Science isn't going to resolve all these debates. Science is not and never has been or will be the end-all-be-all of knowledge. As a card-carrying postmodernist, I'm dutifully aware of the cultural-constructedness of scientific knowledge. BUT science is certainly part of the way we as a society have to deal with these issues -- not just the facts and figures that science produces, but the mindset that science inculcates, the critical and evidence-based consideration of those facts and figures.

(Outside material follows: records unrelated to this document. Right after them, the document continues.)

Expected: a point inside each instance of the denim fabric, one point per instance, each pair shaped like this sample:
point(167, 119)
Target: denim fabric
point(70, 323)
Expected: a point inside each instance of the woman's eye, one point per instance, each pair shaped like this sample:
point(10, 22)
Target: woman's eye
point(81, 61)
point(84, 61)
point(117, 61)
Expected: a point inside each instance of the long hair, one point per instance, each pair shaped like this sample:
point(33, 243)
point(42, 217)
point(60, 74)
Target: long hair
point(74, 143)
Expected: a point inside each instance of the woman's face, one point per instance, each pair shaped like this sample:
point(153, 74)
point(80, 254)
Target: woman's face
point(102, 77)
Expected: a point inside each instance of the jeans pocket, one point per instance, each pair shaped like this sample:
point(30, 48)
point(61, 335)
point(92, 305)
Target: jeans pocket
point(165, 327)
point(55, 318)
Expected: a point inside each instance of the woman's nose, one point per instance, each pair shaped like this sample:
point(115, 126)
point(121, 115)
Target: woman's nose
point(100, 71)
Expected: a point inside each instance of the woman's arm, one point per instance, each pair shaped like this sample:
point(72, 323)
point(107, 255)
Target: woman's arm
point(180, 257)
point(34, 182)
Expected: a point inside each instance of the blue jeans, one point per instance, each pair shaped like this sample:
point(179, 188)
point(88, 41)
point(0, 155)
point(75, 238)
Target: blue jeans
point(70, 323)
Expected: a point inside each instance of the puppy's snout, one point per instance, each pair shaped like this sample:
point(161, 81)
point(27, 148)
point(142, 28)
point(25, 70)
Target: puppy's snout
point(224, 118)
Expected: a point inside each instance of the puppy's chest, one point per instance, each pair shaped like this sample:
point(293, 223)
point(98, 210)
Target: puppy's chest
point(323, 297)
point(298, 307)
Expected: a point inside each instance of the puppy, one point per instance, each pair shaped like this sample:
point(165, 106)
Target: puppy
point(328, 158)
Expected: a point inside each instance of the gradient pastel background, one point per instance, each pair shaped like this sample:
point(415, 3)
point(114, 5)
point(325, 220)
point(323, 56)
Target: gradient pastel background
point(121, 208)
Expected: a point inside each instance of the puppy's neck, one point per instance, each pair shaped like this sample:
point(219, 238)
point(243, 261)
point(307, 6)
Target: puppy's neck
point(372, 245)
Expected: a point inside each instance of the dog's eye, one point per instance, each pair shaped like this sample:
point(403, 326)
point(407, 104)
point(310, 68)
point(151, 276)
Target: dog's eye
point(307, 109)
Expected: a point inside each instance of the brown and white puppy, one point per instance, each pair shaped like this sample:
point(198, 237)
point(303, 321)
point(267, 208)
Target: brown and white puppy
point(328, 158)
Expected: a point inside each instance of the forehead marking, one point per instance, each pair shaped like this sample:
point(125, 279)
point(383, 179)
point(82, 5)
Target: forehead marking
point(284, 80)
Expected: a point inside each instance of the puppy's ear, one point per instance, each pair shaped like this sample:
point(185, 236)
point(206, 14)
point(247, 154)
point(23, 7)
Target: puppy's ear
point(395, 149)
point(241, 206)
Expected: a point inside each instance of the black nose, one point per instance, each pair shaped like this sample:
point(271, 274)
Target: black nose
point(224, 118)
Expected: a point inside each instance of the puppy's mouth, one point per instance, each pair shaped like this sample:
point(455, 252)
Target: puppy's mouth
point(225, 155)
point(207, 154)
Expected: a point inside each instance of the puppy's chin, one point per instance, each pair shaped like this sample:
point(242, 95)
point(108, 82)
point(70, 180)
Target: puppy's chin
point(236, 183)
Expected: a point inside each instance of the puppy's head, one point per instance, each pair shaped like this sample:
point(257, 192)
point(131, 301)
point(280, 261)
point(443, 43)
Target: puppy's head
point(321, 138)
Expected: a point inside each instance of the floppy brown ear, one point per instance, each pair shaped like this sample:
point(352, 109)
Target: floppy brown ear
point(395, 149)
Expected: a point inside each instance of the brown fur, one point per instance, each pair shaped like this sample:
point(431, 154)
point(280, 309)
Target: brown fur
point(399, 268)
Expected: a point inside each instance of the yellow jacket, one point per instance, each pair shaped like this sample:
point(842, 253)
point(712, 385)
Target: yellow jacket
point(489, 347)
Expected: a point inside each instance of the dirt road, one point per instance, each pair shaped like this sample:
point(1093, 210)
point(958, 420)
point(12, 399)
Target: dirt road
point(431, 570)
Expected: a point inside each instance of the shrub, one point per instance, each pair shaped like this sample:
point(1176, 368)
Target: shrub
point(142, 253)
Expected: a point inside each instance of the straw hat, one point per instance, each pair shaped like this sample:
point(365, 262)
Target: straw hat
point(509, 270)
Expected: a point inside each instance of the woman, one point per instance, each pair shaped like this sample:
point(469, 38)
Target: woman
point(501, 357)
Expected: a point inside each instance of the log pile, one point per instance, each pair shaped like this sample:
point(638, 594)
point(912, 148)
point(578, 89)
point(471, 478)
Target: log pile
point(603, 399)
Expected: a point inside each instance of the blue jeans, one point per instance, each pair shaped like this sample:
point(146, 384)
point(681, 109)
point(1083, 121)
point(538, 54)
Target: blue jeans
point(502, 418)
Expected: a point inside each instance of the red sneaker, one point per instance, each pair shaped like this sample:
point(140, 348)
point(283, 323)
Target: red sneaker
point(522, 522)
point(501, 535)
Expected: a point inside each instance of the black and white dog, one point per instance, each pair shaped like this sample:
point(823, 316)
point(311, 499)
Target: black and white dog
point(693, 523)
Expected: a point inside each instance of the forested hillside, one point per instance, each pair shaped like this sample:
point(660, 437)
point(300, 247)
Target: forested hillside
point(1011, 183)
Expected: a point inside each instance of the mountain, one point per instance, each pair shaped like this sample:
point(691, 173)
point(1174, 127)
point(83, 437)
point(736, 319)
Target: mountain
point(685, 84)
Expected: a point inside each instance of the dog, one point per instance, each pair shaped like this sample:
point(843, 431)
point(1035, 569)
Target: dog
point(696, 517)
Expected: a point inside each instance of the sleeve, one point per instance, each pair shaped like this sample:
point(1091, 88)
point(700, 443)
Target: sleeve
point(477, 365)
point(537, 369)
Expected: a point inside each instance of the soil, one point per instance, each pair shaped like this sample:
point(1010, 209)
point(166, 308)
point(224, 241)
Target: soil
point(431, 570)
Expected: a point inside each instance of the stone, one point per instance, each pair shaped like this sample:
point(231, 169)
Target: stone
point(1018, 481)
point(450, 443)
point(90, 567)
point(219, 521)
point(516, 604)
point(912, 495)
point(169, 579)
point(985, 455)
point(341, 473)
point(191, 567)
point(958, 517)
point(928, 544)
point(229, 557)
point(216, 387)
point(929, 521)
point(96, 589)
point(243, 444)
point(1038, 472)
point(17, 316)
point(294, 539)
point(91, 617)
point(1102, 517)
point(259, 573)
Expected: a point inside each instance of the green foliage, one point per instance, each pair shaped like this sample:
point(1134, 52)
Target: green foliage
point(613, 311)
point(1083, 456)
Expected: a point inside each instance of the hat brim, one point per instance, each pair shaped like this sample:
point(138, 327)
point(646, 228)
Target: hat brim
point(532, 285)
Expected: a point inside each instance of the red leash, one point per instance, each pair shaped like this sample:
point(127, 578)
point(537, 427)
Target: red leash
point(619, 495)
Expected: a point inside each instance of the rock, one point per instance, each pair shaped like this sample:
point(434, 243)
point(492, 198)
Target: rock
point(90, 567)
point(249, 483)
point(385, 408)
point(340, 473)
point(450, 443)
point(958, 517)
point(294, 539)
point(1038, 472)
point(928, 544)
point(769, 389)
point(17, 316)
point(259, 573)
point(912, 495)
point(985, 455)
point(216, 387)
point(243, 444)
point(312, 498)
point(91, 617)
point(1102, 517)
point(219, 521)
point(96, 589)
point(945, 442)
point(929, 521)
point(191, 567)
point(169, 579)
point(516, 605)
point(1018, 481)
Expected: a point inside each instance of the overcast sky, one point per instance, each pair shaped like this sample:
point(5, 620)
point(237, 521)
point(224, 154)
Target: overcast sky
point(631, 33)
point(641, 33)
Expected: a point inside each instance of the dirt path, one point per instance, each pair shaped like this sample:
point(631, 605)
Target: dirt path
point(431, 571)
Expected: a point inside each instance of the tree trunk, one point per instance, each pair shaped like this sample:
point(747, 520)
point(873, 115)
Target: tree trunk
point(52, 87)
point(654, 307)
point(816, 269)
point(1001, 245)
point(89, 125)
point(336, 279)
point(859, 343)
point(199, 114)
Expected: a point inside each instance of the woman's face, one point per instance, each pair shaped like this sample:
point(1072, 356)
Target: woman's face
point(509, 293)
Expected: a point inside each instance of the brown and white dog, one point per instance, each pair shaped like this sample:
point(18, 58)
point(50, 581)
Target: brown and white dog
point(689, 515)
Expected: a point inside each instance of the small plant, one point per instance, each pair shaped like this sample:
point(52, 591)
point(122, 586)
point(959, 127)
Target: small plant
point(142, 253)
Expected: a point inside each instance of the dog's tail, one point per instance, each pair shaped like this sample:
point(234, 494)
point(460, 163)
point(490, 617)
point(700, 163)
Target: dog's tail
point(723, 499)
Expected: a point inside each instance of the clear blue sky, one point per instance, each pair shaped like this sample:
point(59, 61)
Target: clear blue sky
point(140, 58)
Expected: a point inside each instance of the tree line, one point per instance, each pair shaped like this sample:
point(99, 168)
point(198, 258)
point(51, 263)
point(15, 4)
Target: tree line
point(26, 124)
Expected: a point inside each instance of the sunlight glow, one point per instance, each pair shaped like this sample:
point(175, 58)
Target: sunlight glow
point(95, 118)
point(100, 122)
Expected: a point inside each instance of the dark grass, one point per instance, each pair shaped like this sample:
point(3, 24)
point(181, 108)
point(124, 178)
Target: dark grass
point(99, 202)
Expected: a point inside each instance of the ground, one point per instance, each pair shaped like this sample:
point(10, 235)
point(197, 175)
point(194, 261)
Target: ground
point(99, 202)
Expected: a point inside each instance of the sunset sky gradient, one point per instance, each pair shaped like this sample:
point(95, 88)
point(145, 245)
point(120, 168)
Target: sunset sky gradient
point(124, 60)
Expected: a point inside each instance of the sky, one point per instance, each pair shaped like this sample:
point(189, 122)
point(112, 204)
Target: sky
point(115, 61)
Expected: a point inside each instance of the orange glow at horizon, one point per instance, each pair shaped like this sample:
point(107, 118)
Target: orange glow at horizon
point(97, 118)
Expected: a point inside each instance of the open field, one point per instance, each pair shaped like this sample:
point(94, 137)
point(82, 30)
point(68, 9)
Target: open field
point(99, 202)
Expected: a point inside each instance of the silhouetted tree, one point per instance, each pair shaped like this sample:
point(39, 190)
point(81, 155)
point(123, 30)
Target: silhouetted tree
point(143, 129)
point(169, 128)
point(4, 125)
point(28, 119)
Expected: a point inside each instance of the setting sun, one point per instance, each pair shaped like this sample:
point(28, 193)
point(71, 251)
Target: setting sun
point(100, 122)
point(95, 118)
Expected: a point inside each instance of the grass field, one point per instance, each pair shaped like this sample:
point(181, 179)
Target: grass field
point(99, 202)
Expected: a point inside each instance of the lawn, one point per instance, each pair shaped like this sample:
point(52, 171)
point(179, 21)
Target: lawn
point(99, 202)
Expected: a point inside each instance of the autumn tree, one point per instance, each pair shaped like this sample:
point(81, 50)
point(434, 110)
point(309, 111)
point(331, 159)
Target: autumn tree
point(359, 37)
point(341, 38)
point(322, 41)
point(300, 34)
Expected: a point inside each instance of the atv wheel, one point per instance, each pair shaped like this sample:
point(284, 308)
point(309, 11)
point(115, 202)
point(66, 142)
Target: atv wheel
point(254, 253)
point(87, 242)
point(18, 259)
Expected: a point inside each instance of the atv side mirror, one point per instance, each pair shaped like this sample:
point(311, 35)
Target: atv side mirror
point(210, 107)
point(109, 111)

An effort called ScienceDebate2008 [1] has emerged to get this year's presidential candidates to devote an entire debate to issues of science policy. There really are no excuses for our candidates to decline a science-based debate -- but I'm sure that's what they'll do. Neither Obama nor McCain (nor Clinton, if she wins the nomination, which I kind of doubt) is going to risk looking absolutely idiotic on national television while the "geeks" and "nerds" grill them. But I still think we have to make them say "No", to get into the public consciousness just how crucial this stuff is and to force the candidates to acknowledge that -- and risk everything by becoming the anti-science candidate. So sign the petition [2].
More importantly, start talking about science. Start learning about science -- I promise, there's very little that's painfully dull. Grab a copy of Galileo's Commandment [3], which highlights the best science writing in Western history, or Bill Bryson's A Short History of Nearly Everything [4] and go from there. Make an effort, a real, concerted effort, to explain to your kids why math matters, why this goofy crap they have to learn in Algebra or Pre-Calc or Geometry matter, how it relates to the "real" world. And, of course, resist with all your might the wrong-headed, wrongly-implemented, and entirely bad-faith-based No Child Left Behind, especially it's implicit rejection of science along with the arts, world culture, social science, and indeed, reason itself.